— Нет, не соглашусь.
— Если бы я тогда подверглась насилию, я бы тебе сообщила. Среди наших людей считается, что для женщины нет ничего постыдного в этом. Разве становится нечистой река, если путник хлебнет из нее воды? Если совершается преступление, то кто виноват в нем — преступник или жертва?
— Только не говори мне, что не любишь Кайана!
— Он мой родственник. Неужели испытывать теплые чувства к тем, кто близок тебе по крови, является преступлением? Я люблю своего отца. Это тоже неправильно?
Александр скорчил недовольную гримасу.
— Замечательное качество, но мне оно не свойственно. Мой отец, Филипп Македонский, внушал к себе уважение и трепет, но не любовь.
Она сглотнула, пытаясь снять напряжение в горле.
— Кайан не совершил ничего недостойного, так же как и я. Но я не могла сидеть взаперти, как пленница, и поэтому решила взглянуть, что же происходит. Я боялась за твою…
— Александр! — В палатку ворвался Гефестион. — Азиатские войска взбунтовались. Оксиарт возглавляет…
— Они решили, что я нахожусь в опасности. — Роксана вернула свою саблю в ножны. — Позволь мне показаться им и…
— Клянусь богами! Я прикончу эту вероломную суку! — Гефестион схватил короткое охотничье копье Александра и занес руку, чтобы пронзить Роксану.
— Нет! — Александр стал между ней и своим другом. — Это дело касается только меня и моей жены. Угрожая ей, ты рискуешь своей жизнью.
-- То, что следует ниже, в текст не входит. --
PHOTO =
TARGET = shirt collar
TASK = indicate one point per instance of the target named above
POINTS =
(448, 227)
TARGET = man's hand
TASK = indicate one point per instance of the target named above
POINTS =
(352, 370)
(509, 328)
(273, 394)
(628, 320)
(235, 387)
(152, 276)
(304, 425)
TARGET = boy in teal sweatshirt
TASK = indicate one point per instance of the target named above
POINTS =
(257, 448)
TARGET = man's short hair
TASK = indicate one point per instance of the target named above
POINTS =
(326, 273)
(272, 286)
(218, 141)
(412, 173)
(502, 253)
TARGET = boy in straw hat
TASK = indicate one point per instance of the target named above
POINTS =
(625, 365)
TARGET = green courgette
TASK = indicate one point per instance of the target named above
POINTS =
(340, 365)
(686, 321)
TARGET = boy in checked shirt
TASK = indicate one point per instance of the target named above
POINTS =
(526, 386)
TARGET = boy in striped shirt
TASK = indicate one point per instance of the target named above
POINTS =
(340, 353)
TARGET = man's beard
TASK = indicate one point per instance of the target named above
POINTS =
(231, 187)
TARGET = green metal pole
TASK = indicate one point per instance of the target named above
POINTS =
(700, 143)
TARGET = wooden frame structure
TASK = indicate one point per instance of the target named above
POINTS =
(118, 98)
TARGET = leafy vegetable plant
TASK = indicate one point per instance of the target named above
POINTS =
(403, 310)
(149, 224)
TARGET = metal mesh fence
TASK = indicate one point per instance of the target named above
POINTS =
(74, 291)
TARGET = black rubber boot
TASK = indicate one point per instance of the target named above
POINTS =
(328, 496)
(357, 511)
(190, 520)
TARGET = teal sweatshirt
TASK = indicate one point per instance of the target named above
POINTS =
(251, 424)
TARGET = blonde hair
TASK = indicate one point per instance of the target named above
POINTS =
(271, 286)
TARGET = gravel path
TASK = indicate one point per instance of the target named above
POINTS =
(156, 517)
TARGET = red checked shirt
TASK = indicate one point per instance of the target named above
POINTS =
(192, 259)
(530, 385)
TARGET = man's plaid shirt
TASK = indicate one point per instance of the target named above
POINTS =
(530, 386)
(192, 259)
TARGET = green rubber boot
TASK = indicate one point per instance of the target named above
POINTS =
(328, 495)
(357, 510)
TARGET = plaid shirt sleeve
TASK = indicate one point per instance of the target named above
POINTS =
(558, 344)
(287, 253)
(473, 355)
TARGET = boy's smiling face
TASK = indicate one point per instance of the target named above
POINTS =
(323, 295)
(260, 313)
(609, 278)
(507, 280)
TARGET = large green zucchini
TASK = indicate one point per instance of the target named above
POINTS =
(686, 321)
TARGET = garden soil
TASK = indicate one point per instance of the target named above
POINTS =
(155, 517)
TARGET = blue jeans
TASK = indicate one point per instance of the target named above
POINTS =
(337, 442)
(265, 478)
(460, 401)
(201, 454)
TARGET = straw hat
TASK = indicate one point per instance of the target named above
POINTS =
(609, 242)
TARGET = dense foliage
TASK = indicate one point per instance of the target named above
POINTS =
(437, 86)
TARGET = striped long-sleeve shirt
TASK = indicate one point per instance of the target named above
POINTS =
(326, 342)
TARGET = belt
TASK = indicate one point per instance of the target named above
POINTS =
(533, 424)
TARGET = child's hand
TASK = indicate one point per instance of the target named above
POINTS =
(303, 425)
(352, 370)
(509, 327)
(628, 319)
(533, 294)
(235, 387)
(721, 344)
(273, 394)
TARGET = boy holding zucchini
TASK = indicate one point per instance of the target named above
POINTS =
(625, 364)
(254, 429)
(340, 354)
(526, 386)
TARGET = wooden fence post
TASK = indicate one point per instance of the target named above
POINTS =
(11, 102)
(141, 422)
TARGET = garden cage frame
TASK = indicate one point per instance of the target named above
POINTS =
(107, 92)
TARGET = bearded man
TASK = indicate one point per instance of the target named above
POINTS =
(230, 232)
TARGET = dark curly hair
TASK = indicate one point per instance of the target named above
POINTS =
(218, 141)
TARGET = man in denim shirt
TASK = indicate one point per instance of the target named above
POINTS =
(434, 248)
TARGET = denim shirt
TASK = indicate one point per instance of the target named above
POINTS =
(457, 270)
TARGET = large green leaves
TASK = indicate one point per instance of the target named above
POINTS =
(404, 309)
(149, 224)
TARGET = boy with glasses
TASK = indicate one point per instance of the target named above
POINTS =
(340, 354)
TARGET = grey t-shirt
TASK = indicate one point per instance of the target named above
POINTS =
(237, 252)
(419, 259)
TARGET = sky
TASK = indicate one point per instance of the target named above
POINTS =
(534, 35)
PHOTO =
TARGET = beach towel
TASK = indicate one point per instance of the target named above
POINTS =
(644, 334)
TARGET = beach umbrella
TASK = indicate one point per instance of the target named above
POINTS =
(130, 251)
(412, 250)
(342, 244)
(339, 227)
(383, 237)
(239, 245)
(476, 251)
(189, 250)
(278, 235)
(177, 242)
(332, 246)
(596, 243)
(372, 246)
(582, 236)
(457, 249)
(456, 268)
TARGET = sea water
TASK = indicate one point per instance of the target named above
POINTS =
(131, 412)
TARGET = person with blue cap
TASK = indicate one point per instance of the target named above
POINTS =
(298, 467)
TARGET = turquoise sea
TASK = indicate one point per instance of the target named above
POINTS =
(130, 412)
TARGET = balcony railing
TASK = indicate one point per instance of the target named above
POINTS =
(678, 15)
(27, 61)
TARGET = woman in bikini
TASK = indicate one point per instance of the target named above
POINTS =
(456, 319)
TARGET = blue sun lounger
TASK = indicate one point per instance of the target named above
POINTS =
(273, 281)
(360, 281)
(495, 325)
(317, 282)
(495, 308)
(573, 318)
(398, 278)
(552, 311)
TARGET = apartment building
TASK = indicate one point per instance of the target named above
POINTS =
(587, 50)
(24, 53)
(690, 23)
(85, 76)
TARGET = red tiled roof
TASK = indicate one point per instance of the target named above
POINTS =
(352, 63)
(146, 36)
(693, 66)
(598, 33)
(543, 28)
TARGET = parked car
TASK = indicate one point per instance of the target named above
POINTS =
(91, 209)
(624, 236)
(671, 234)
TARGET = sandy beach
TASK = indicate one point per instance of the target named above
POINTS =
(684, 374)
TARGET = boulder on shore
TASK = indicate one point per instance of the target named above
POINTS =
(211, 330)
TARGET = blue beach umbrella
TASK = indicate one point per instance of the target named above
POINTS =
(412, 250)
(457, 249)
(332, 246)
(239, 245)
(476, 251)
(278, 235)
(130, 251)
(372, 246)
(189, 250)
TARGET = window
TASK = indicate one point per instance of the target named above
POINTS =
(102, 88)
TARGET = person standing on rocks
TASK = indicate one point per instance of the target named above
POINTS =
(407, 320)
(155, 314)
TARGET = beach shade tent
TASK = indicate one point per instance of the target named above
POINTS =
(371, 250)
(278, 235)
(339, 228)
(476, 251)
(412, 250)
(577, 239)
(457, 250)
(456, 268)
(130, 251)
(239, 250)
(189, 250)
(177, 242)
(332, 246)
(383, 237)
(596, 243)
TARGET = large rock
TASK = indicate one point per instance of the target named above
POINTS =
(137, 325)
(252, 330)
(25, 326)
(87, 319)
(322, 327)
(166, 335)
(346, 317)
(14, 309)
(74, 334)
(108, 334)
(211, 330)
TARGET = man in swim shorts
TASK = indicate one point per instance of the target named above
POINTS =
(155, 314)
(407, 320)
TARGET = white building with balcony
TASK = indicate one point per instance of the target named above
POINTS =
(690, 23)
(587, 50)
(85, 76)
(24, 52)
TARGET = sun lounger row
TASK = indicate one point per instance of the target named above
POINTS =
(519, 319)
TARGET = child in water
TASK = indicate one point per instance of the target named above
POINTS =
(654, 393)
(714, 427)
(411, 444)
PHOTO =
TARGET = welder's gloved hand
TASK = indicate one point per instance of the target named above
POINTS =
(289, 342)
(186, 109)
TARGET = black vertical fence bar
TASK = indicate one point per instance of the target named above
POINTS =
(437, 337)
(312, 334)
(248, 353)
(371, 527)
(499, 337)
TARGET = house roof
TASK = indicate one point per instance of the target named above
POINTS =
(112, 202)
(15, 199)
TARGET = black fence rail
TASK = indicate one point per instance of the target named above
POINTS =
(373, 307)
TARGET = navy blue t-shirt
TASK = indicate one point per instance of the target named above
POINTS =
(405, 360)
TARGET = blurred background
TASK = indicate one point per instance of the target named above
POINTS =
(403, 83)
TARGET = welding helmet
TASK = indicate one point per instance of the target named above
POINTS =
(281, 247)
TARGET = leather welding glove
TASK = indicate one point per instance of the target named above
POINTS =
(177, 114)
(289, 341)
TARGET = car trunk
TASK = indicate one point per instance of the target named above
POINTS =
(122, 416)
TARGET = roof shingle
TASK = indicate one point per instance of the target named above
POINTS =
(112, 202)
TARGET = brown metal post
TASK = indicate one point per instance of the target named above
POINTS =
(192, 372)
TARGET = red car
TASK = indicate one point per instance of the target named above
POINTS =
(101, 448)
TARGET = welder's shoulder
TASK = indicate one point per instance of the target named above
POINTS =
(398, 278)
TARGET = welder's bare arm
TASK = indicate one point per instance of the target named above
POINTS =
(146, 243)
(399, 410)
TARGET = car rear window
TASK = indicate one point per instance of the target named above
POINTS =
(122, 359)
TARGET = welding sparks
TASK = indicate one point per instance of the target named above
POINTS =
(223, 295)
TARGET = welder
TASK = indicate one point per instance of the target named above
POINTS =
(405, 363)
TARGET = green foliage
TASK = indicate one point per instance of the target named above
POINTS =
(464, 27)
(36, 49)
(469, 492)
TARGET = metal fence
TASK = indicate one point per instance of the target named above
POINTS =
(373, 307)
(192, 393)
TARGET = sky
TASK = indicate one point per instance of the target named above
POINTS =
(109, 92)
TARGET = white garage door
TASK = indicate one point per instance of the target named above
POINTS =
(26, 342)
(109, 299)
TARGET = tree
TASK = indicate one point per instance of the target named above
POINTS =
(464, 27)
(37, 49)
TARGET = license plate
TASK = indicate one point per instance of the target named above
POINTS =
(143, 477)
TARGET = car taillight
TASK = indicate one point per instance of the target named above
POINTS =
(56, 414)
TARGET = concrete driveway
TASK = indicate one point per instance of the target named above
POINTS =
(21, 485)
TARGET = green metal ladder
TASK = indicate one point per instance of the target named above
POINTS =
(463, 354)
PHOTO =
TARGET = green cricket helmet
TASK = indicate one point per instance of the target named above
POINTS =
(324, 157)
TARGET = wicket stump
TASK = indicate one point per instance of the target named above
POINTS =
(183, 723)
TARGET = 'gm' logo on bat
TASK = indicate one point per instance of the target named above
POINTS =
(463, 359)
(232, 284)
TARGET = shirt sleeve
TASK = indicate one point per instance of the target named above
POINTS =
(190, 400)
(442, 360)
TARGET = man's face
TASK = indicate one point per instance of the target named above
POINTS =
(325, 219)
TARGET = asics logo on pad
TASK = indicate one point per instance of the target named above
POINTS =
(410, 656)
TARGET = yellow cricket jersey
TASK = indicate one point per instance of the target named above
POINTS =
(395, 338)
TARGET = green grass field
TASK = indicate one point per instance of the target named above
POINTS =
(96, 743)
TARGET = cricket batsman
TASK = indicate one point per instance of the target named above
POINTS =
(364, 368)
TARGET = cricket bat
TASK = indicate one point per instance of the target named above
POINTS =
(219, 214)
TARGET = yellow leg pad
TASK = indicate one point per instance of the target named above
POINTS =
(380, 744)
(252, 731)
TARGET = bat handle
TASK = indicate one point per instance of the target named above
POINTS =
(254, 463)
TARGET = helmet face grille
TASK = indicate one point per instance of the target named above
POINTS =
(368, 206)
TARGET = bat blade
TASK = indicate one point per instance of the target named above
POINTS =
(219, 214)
— Значит, ты позволишь этой согдианской ведьме изменять тебе и разлагать твою армию?
— Вон отсюда! — произнес Александр, так понизив голос, что он прозвучал почти как шепот. — Ради любви к тебе я забуду, что ты посмел произнести подобные слова. Роксана носит в чреве сына от меня, а не от кого-то другого. То, что происходит здесь между нами, — не более чем любовная игра, и в ней нет места для тебя. А теперь убирайся, или моему терпению придет конец.
Выругавшись, Гефестион удалился из палатки, все еще сжимая в руке копье Александра.
Трепещущая Роксана опустилась на колени перед своим мужем.
— Ну почему ты не позволил ему убить меня? — спросила она. — Тогда ты наконец избавился бы от вероломной суки. — Она закрыла глаза, ощущая приближающееся головокружение. — Я слишком устала, мой господин. Поступай, как считаешь нужным.
Он поднял ее на ноги и обнял, и она ощутила себя в безопасности.
— Что же мне с тобой делать?
Она задрожала и стала всхлипывать.
— Тихо, тихо, — успокаивал он ее. — Ты действительно изнурена, а это может повредить не только тебе, но и нашему ребенку.
— Но почему между нами не может быть мира?
— Сам не знаю. Возможно, те уроки, что я усвоил, ползая у ног матери, заставляют меня с трудом верить в женскую честность. — Когда она никак не отреагировала на это признание, он добавил: — Меня обвиняют в убийстве отца, но я неповинен в этом злодеянии и часто задумываюсь, не ее ли рук это дело.